We identified many health conditions relevant to India, where there is no COS or trialists identified available COS that were not relevant or valid in the Indian context. Indian Council of Medical Research should take the lead in funding development of such COS relevant to India (and more widely to South Asia and other low-middle-income-nations). Indian medical researchers should be encouraged to lead development of COS for diseases which are high burden in India. The Indian Clinical Trial and Education Network (INTENT) might play a key role around development of COS, such that Indian researchers move beyond the passive role of COS users. There is also a need to fund meta-research on understanding adequacy and relevancy of existing COS in the Indian context
Future COS development should involve wide range of people including patients and caregivers representing geographic diversity from endemic nations. Core outcome set which are developed with limited participation of people from endemic nations serve limited utility and have little relevance. The COS-STAD standards for developing COS should be revised to have nuance in representativeness. This has been highlighted previously, while developing a COS on snakebite for South Asia14,15.

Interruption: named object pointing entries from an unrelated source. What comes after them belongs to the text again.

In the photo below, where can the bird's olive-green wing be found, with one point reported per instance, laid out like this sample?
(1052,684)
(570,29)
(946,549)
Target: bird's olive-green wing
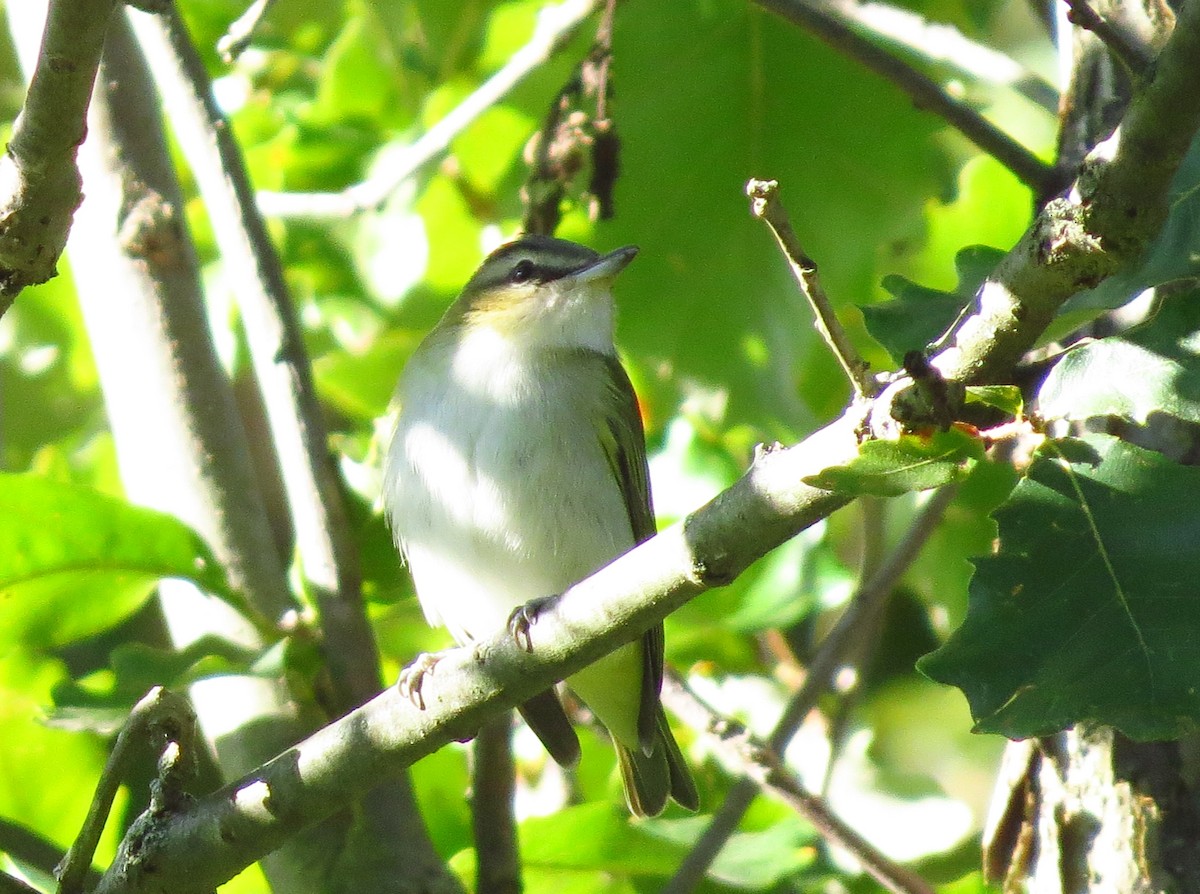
(624,444)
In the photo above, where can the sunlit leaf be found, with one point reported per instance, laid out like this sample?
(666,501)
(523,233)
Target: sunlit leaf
(75,562)
(912,462)
(1084,615)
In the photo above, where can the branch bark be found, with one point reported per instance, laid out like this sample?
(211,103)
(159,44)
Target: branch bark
(827,23)
(211,840)
(40,185)
(1110,214)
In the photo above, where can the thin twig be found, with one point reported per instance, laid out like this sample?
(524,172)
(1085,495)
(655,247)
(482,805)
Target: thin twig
(159,713)
(11,885)
(40,184)
(762,769)
(556,25)
(832,28)
(864,605)
(277,352)
(241,30)
(497,857)
(1134,54)
(942,42)
(766,205)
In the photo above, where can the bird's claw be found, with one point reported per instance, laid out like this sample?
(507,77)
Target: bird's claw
(412,677)
(523,617)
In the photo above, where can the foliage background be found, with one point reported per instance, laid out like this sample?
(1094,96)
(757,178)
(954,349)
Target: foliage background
(709,93)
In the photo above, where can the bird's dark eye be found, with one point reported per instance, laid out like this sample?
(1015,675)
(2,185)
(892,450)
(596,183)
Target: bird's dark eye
(522,270)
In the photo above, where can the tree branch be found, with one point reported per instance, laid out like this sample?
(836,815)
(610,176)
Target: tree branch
(940,42)
(556,25)
(492,787)
(766,204)
(160,713)
(180,444)
(827,24)
(241,31)
(867,604)
(276,346)
(1116,205)
(1133,53)
(762,768)
(40,185)
(211,840)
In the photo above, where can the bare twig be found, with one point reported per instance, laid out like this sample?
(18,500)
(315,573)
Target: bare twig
(390,820)
(941,42)
(867,603)
(833,29)
(1133,53)
(766,205)
(160,713)
(241,30)
(762,765)
(556,24)
(576,129)
(497,857)
(11,885)
(276,346)
(220,833)
(40,185)
(29,847)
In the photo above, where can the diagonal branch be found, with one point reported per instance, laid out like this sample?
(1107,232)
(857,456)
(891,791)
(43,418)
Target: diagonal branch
(40,184)
(1113,211)
(763,771)
(828,24)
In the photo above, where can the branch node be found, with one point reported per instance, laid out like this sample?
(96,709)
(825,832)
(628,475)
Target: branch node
(766,205)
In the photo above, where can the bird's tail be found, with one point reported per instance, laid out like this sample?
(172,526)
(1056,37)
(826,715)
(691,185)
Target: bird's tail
(652,778)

There is research needed to understand awareness, use and attitudes at country-level for both high, middle, and low-income nations to inform capacity building initiatives specific nations accordingly.
Applicability of existing COS for AYUSH systems of medicine is an area of meta-research which the Ministry of AYUSH might focus on.
In conclusion, there is a need to enhance the awareness of the concepts and importance of COS to facilitate higher uptake in research. Initiatives can be taken to increase understanding of how COS can improve data comparison to drive evidence-based policy and practice. COS development should also promote inclusion of interest-holders across countries if COS are to be relevant in a global context.